In first addition Pathfinder, most familiars had all of the normal animal abilities, and most of them could communicate empathically with their masters, receive any spell that a spell caster could cast on themselves, deliver touch spells at 3rd level, speak with their masters at 5th, speak with animals of it's kind at 7th, get spell resistance at 11th, and be scry'd on at 13th. They had starting intelligences of 6 that progressed to 15, and could have knowledge, and spell crafting skills. They granted an additional ability based on species, and had improved evasion too. Familiars with the Sage archetype could be vastly intelligent with a large number of skill ranks to allow then to guide and advise their "masters". Witches got all of their spells from their familiars.
In the Playtest, all familiars can communicate empathically. If the familiar is a raven or owl that flies faster than a human can move it gets no additional magical related abilities. If it's a rodent or cat with scent that can climb, it gets no additional magical related abilities. If it's a frog that can swim or an animal with just scent like a dog, it maybe gets dark vision, maybe can speak one language that it's master can cast, maybe grants a low level spell, or maybe can deliver a touch spell, but only one of those magic related abilities. Familiars in the Playtest have little in the way of mental traits, no knowledge skills. They can have one or two minor supernatural qualities, but that makes them lose the natural abilities that their animal counterparts would have. Familiars aren't familiars, instead they are basically just pets with a little empathic communication, and they're significantly more diminished than they were in first edition, which is the opposite of the direction to go to fit the folklore equivalent and a significant disappointment to players that loved them as more useful partners in first edition.
Long John |
5 people marked this as a favorite. |
I would like to concur with this. I've had a character concept for a long time, based on the first JRPG I ever played.
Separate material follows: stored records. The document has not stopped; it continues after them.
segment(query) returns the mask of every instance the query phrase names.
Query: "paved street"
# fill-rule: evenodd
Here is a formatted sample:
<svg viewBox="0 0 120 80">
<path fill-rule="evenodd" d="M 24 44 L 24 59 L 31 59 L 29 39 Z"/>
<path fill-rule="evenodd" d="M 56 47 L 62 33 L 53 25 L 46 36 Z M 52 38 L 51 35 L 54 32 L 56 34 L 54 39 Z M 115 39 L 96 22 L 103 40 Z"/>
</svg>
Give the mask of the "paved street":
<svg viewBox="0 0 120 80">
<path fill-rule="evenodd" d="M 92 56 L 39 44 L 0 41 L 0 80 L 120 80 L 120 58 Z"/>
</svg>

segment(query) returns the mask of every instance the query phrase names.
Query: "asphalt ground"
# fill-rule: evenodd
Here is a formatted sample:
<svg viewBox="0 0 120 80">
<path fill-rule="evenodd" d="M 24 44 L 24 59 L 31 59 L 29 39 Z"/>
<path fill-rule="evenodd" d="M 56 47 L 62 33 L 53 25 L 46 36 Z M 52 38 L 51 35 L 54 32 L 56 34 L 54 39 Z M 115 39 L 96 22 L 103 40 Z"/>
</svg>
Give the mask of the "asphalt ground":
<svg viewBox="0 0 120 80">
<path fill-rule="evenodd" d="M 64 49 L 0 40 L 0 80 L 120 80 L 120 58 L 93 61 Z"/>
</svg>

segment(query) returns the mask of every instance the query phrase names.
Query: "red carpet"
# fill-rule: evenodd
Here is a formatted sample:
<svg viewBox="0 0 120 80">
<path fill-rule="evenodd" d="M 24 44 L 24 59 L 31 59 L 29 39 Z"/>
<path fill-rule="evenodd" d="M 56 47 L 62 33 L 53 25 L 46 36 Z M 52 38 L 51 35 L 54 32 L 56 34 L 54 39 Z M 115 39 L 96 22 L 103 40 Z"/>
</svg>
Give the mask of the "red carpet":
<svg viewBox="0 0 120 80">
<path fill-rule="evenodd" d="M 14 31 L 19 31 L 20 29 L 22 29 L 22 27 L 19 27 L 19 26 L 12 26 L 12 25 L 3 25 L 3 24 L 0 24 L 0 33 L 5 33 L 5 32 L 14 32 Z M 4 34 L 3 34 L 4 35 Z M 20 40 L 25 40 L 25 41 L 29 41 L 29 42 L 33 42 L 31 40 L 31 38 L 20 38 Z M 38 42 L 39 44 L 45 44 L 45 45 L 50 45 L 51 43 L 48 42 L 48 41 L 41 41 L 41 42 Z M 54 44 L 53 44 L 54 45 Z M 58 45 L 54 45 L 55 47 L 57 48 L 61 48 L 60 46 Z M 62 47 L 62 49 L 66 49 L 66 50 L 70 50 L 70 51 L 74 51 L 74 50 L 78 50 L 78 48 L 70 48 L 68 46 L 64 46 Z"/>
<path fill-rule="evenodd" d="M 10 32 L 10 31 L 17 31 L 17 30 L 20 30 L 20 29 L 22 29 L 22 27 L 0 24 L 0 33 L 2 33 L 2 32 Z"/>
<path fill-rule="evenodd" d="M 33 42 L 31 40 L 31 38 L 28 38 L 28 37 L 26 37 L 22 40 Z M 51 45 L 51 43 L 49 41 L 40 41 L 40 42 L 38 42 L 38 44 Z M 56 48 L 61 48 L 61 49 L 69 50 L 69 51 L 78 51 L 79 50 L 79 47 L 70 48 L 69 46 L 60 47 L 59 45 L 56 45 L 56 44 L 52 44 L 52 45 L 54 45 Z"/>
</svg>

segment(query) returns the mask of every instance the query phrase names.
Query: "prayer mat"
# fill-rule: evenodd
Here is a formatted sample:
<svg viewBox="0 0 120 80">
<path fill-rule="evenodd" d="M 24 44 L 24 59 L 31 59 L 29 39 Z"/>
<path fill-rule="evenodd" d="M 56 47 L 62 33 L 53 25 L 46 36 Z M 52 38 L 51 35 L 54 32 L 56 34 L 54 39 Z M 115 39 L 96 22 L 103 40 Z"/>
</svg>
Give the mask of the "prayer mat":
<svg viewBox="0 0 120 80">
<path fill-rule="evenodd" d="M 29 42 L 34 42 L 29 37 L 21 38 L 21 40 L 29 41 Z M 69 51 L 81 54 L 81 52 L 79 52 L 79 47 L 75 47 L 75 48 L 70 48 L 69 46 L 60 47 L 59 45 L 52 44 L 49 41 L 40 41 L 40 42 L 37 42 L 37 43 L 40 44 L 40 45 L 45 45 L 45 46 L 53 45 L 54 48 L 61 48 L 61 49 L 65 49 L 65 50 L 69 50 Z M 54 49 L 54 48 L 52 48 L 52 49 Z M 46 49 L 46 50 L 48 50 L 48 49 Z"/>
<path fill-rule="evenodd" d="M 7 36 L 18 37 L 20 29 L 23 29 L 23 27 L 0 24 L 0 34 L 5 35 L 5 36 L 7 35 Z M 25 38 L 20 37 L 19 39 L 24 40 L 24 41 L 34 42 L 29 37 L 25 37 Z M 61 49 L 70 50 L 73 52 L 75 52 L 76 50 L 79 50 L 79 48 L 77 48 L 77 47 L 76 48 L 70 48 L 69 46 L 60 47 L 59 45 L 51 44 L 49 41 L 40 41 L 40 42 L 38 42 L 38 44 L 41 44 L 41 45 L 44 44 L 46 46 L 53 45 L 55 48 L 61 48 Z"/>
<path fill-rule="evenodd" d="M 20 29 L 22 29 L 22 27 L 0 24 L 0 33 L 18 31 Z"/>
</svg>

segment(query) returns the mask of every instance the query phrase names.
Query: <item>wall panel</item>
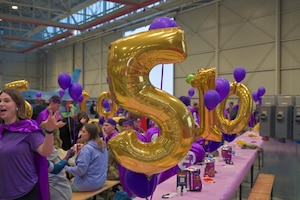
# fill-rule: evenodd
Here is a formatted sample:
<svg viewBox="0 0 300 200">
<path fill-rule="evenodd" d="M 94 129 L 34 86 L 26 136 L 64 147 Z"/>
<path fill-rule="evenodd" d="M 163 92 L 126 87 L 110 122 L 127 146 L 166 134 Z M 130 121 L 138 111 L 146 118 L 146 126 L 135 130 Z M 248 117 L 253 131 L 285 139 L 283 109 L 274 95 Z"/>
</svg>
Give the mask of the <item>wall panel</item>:
<svg viewBox="0 0 300 200">
<path fill-rule="evenodd" d="M 0 54 L 0 87 L 16 80 L 27 80 L 29 87 L 41 87 L 42 59 L 36 51 L 27 54 Z"/>
</svg>

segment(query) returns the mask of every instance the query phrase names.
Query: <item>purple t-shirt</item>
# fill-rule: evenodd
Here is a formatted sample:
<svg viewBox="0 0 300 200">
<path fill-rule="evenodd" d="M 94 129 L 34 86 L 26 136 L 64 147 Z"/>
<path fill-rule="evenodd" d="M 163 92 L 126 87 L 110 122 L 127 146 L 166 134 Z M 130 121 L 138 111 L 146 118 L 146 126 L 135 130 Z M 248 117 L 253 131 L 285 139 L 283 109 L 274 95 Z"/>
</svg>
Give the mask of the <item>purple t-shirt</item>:
<svg viewBox="0 0 300 200">
<path fill-rule="evenodd" d="M 48 108 L 46 108 L 46 109 L 44 109 L 42 112 L 40 112 L 40 113 L 38 114 L 38 116 L 37 116 L 37 118 L 36 118 L 35 121 L 36 121 L 38 124 L 41 124 L 43 121 L 46 121 L 46 119 L 48 118 L 49 114 L 50 114 L 50 112 L 49 112 Z M 63 118 L 63 116 L 62 116 L 60 113 L 58 113 L 58 114 L 56 115 L 56 119 L 59 119 L 59 118 Z"/>
<path fill-rule="evenodd" d="M 19 198 L 37 183 L 34 157 L 44 139 L 41 131 L 3 133 L 0 140 L 0 200 Z"/>
</svg>

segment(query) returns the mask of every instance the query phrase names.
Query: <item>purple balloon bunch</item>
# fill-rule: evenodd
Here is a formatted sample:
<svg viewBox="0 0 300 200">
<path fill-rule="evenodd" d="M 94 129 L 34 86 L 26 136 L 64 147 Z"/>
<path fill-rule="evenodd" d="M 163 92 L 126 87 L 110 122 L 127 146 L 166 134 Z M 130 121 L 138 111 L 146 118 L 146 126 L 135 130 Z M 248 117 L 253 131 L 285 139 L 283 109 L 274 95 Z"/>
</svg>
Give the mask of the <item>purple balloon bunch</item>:
<svg viewBox="0 0 300 200">
<path fill-rule="evenodd" d="M 82 86 L 77 82 L 72 83 L 72 78 L 68 73 L 64 72 L 59 74 L 57 81 L 58 85 L 61 87 L 59 91 L 60 97 L 63 97 L 65 90 L 68 89 L 69 94 L 74 101 L 78 101 L 79 103 L 83 101 Z"/>
<path fill-rule="evenodd" d="M 259 102 L 259 105 L 262 104 L 262 96 L 266 93 L 266 88 L 264 87 L 259 87 L 256 92 L 252 93 L 252 98 L 255 102 Z"/>
<path fill-rule="evenodd" d="M 216 90 L 207 90 L 204 94 L 204 104 L 208 110 L 214 109 L 230 92 L 230 84 L 225 78 L 216 79 Z"/>
</svg>

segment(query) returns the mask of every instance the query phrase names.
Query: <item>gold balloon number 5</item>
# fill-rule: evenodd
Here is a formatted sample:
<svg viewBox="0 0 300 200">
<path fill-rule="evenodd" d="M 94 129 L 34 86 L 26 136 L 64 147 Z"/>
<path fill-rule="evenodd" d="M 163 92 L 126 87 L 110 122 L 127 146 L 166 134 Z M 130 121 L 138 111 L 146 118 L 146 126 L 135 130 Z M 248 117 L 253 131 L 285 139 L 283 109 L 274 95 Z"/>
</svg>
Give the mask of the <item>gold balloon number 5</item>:
<svg viewBox="0 0 300 200">
<path fill-rule="evenodd" d="M 107 72 L 112 100 L 160 127 L 160 137 L 151 143 L 139 141 L 131 131 L 109 141 L 113 154 L 127 169 L 150 177 L 176 165 L 189 151 L 194 139 L 192 115 L 181 101 L 149 80 L 156 65 L 181 62 L 186 56 L 180 28 L 150 30 L 110 45 Z"/>
</svg>

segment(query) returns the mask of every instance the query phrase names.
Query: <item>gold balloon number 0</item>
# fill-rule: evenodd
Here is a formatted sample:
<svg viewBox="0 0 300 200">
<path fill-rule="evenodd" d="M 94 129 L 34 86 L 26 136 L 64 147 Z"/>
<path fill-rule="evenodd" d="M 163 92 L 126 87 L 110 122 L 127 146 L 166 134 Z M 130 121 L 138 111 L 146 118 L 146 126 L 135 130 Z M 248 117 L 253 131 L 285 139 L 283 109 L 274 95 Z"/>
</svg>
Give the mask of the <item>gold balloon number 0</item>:
<svg viewBox="0 0 300 200">
<path fill-rule="evenodd" d="M 234 120 L 228 120 L 224 116 L 226 99 L 217 107 L 218 127 L 227 134 L 240 133 L 249 123 L 253 100 L 250 90 L 242 83 L 231 82 L 228 96 L 236 95 L 239 97 L 238 114 Z"/>
<path fill-rule="evenodd" d="M 194 140 L 191 113 L 179 99 L 149 80 L 156 65 L 181 62 L 186 56 L 180 28 L 150 30 L 110 45 L 107 72 L 112 100 L 154 120 L 160 128 L 160 137 L 151 143 L 139 141 L 134 131 L 122 132 L 109 141 L 118 162 L 127 169 L 150 177 L 175 166 L 189 151 Z"/>
<path fill-rule="evenodd" d="M 110 92 L 101 92 L 96 104 L 98 114 L 105 119 L 113 117 L 118 111 L 118 105 L 114 101 L 111 101 L 110 110 L 106 110 L 106 108 L 102 106 L 103 101 L 107 99 L 111 99 Z"/>
</svg>

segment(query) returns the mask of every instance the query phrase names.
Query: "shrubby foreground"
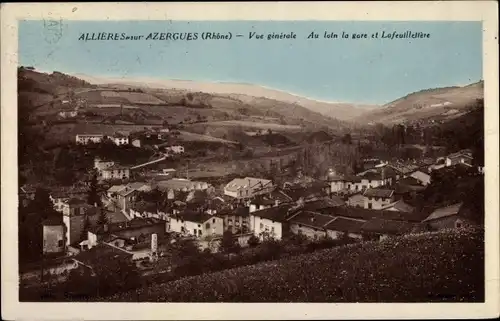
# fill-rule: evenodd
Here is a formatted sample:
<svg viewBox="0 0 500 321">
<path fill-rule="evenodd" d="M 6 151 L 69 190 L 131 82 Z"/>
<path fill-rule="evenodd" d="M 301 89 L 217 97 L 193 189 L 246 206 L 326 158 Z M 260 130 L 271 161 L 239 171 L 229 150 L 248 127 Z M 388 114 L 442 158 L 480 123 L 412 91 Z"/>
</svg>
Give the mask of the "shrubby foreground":
<svg viewBox="0 0 500 321">
<path fill-rule="evenodd" d="M 481 302 L 484 232 L 320 250 L 100 298 L 111 302 Z"/>
</svg>

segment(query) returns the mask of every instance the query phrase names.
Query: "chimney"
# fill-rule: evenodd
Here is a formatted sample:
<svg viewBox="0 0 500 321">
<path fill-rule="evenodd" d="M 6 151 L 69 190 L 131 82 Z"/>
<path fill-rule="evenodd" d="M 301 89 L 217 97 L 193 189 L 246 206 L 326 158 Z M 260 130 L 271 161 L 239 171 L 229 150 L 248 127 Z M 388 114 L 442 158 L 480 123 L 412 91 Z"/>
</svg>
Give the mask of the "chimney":
<svg viewBox="0 0 500 321">
<path fill-rule="evenodd" d="M 382 167 L 382 184 L 385 184 L 385 167 Z"/>
<path fill-rule="evenodd" d="M 108 228 L 108 224 L 104 224 L 104 233 L 107 233 L 107 232 L 108 232 L 108 230 L 109 230 L 109 228 Z"/>
<path fill-rule="evenodd" d="M 280 201 L 279 200 L 274 200 L 274 206 L 279 206 L 280 205 Z"/>
<path fill-rule="evenodd" d="M 311 216 L 311 222 L 314 222 L 314 216 Z"/>
</svg>

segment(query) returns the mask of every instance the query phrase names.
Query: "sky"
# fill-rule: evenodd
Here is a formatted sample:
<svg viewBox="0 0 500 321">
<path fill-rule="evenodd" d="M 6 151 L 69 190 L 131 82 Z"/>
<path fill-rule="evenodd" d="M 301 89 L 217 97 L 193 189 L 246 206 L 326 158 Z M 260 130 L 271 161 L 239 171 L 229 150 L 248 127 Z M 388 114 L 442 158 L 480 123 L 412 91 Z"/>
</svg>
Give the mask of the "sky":
<svg viewBox="0 0 500 321">
<path fill-rule="evenodd" d="M 422 89 L 482 79 L 480 22 L 63 21 L 60 37 L 42 21 L 21 21 L 19 64 L 90 76 L 148 77 L 260 85 L 333 102 L 384 104 Z M 201 40 L 202 32 L 231 40 Z M 311 32 L 318 39 L 307 39 Z M 323 38 L 366 33 L 368 39 Z M 428 39 L 381 39 L 381 32 Z M 82 33 L 197 32 L 198 40 L 81 41 Z M 248 39 L 294 32 L 296 39 Z M 371 34 L 379 32 L 379 39 Z M 242 34 L 243 37 L 235 37 Z"/>
</svg>

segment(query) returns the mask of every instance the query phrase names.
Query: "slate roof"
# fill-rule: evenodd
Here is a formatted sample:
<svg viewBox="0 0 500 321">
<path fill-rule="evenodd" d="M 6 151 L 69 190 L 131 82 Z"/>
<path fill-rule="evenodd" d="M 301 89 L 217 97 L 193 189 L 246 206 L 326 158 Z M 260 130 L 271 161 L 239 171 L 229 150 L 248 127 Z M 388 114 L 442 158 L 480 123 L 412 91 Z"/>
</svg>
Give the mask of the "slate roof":
<svg viewBox="0 0 500 321">
<path fill-rule="evenodd" d="M 462 205 L 463 203 L 457 203 L 450 206 L 438 208 L 434 212 L 432 212 L 431 215 L 429 215 L 425 220 L 423 220 L 423 222 L 433 221 L 452 215 L 458 215 L 460 209 L 462 208 Z"/>
</svg>

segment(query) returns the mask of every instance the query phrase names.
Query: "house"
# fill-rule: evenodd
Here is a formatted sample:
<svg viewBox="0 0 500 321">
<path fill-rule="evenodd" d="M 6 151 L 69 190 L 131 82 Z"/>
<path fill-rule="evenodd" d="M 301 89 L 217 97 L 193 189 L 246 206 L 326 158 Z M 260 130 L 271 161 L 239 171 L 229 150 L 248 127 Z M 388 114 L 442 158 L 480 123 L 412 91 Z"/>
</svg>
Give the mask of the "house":
<svg viewBox="0 0 500 321">
<path fill-rule="evenodd" d="M 275 189 L 269 194 L 261 194 L 252 198 L 249 202 L 250 212 L 263 210 L 280 204 L 291 202 L 293 199 L 284 191 Z"/>
<path fill-rule="evenodd" d="M 330 185 L 326 182 L 314 182 L 308 186 L 288 186 L 283 190 L 292 200 L 303 198 L 305 201 L 317 200 L 330 194 Z"/>
<path fill-rule="evenodd" d="M 190 181 L 185 178 L 172 178 L 166 181 L 158 181 L 156 183 L 156 187 L 160 191 L 168 191 L 172 190 L 174 192 L 177 191 L 182 191 L 182 192 L 189 192 L 193 190 L 208 190 L 208 192 L 213 191 L 213 187 L 205 182 L 198 182 L 198 181 Z"/>
<path fill-rule="evenodd" d="M 288 225 L 292 233 L 318 240 L 326 237 L 325 227 L 333 220 L 335 217 L 330 215 L 302 210 L 288 218 Z"/>
<path fill-rule="evenodd" d="M 424 186 L 431 183 L 431 175 L 424 170 L 416 170 L 410 174 L 410 177 L 416 179 L 421 185 Z"/>
<path fill-rule="evenodd" d="M 391 185 L 396 180 L 396 172 L 389 167 L 373 168 L 357 174 L 361 178 L 361 190 Z"/>
<path fill-rule="evenodd" d="M 224 194 L 237 198 L 249 199 L 256 195 L 273 191 L 273 182 L 263 178 L 235 178 L 224 187 Z"/>
<path fill-rule="evenodd" d="M 359 207 L 336 207 L 329 213 L 332 216 L 352 218 L 369 221 L 374 218 L 392 220 L 392 221 L 405 221 L 420 223 L 427 216 L 425 213 L 420 212 L 399 212 L 388 210 L 371 210 Z"/>
<path fill-rule="evenodd" d="M 61 217 L 48 218 L 42 222 L 43 254 L 53 255 L 66 252 L 66 231 Z"/>
<path fill-rule="evenodd" d="M 380 209 L 383 211 L 396 211 L 396 212 L 406 212 L 406 213 L 412 213 L 415 210 L 413 206 L 405 203 L 403 200 L 383 205 Z"/>
<path fill-rule="evenodd" d="M 139 192 L 133 188 L 125 186 L 124 189 L 116 193 L 117 205 L 123 211 L 126 211 L 131 204 L 137 200 L 137 194 Z"/>
<path fill-rule="evenodd" d="M 76 143 L 87 145 L 90 143 L 100 143 L 104 140 L 103 134 L 77 134 Z"/>
<path fill-rule="evenodd" d="M 224 220 L 215 215 L 185 210 L 170 217 L 169 231 L 198 238 L 222 235 Z"/>
<path fill-rule="evenodd" d="M 464 149 L 459 152 L 448 155 L 446 157 L 446 166 L 448 167 L 461 164 L 468 167 L 472 167 L 473 160 L 474 158 L 472 157 L 472 151 Z"/>
<path fill-rule="evenodd" d="M 106 191 L 106 194 L 109 198 L 115 198 L 120 191 L 122 191 L 126 188 L 126 186 L 127 185 L 123 185 L 123 184 L 113 185 Z"/>
<path fill-rule="evenodd" d="M 250 231 L 250 209 L 246 206 L 222 210 L 217 216 L 224 219 L 224 231 L 231 231 L 233 234 Z"/>
<path fill-rule="evenodd" d="M 114 164 L 101 171 L 101 178 L 108 179 L 129 179 L 130 167 Z"/>
<path fill-rule="evenodd" d="M 345 206 L 344 200 L 339 196 L 333 196 L 332 198 L 305 202 L 303 209 L 305 211 L 317 212 L 320 214 L 330 214 L 339 206 Z"/>
<path fill-rule="evenodd" d="M 345 236 L 354 239 L 362 239 L 361 226 L 363 226 L 365 222 L 365 220 L 361 219 L 335 217 L 325 225 L 326 235 L 333 240 Z"/>
<path fill-rule="evenodd" d="M 62 110 L 58 113 L 61 118 L 73 118 L 78 116 L 78 110 Z"/>
<path fill-rule="evenodd" d="M 419 166 L 412 163 L 394 162 L 387 164 L 387 167 L 392 168 L 396 172 L 396 179 L 408 177 L 411 173 L 416 171 Z"/>
<path fill-rule="evenodd" d="M 422 223 L 434 230 L 475 225 L 475 222 L 468 218 L 468 214 L 463 203 L 456 203 L 436 209 Z"/>
<path fill-rule="evenodd" d="M 97 222 L 99 216 L 94 206 L 76 198 L 70 199 L 63 205 L 62 214 L 66 231 L 66 246 L 80 241 L 87 218 L 92 225 Z"/>
<path fill-rule="evenodd" d="M 129 136 L 124 135 L 122 133 L 115 133 L 114 136 L 109 137 L 116 146 L 128 145 L 129 144 Z"/>
<path fill-rule="evenodd" d="M 380 210 L 385 205 L 394 202 L 394 190 L 369 188 L 364 193 L 364 208 Z"/>
<path fill-rule="evenodd" d="M 156 234 L 162 237 L 166 234 L 166 222 L 155 218 L 134 218 L 126 222 L 110 223 L 95 226 L 88 232 L 88 247 L 92 248 L 110 235 L 124 239 L 151 239 Z"/>
<path fill-rule="evenodd" d="M 90 246 L 88 251 L 78 253 L 74 260 L 81 266 L 89 268 L 91 271 L 103 260 L 118 260 L 118 261 L 131 261 L 133 253 L 124 251 L 117 246 L 112 246 L 106 243 L 98 243 Z"/>
<path fill-rule="evenodd" d="M 155 203 L 140 201 L 130 205 L 128 208 L 131 218 L 148 218 L 158 216 L 158 206 Z"/>
<path fill-rule="evenodd" d="M 391 237 L 407 233 L 413 233 L 419 230 L 416 223 L 405 221 L 392 221 L 380 218 L 374 218 L 361 226 L 361 232 L 365 239 L 378 239 L 380 241 Z"/>
<path fill-rule="evenodd" d="M 347 206 L 352 207 L 364 207 L 365 206 L 365 197 L 362 192 L 357 192 L 351 194 L 347 197 Z"/>
<path fill-rule="evenodd" d="M 94 158 L 94 168 L 97 170 L 99 175 L 102 175 L 102 170 L 109 168 L 115 164 L 112 160 L 103 160 L 99 157 Z"/>
<path fill-rule="evenodd" d="M 166 146 L 165 152 L 171 154 L 182 154 L 184 153 L 184 146 L 181 145 Z"/>
<path fill-rule="evenodd" d="M 290 232 L 287 219 L 300 208 L 300 205 L 283 204 L 252 212 L 250 213 L 250 229 L 261 240 L 268 237 L 280 240 Z"/>
</svg>

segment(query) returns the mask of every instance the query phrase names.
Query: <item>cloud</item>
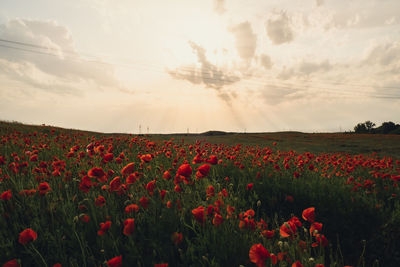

It's essentially a magic swordsman with a talking, flying cat familiar. When I learned from the teaser that I can have a flying cat familiar, I was over the moon. Then I learned about how multi-classing worked. I can make DragonMaster Alex, I thought. But even for roleplaying... I just... can't justify taking the familiar. A flying, talking cat accomplishes absolutely nothing other than flying and talking. Maybe with sorcerer dedication rather than wizard (and by taking the expanded familiar feat) but they need... more. At least 3 choices at base, and expand the Master traits so that they are... useful.
Asuet |
I would like to concur with this. I've had a character concept for a long time, based on the first JRPG I ever played. It's essentially a magic swordsman with a talking, flying cat familiar. When I learned from the teaser that I can have a flying cat familiar, I was over the moon. Then I learned about how multi-classing worked. I can make DragonMaster Alex, I thought. But even for roleplaying... I just... can't justify taking the familiar. A flying, talking cat accomplishes absolutely nothing other than flying and talking. Maybe with sorcerer dedication rather than wizard (and by taking the expanded familiar feat) but they need... more. At least 3 choices at base, and expand the Master traits so that they are... useful.
You can play a gnome. Or take the adopted ancestry general feat to get access to gnome ancestry feats. You don't need to multiclass necessarily to get a familiar.
Draco18s |
3 people marked this as a favorite. |
My PF1 tengu witch has a raven familiar. I like the idea that they blabber back and forth at each other in birdspeech regularly and the raven can Aid Another on virtually all tasks (well, ok, not everything reliably! Raven's not that good, but it comes in handy for Appraise and Perception and that's on top of the familiar benefits!)
But yeah, familiars and animal companions in PF2 barely qualify as "alive."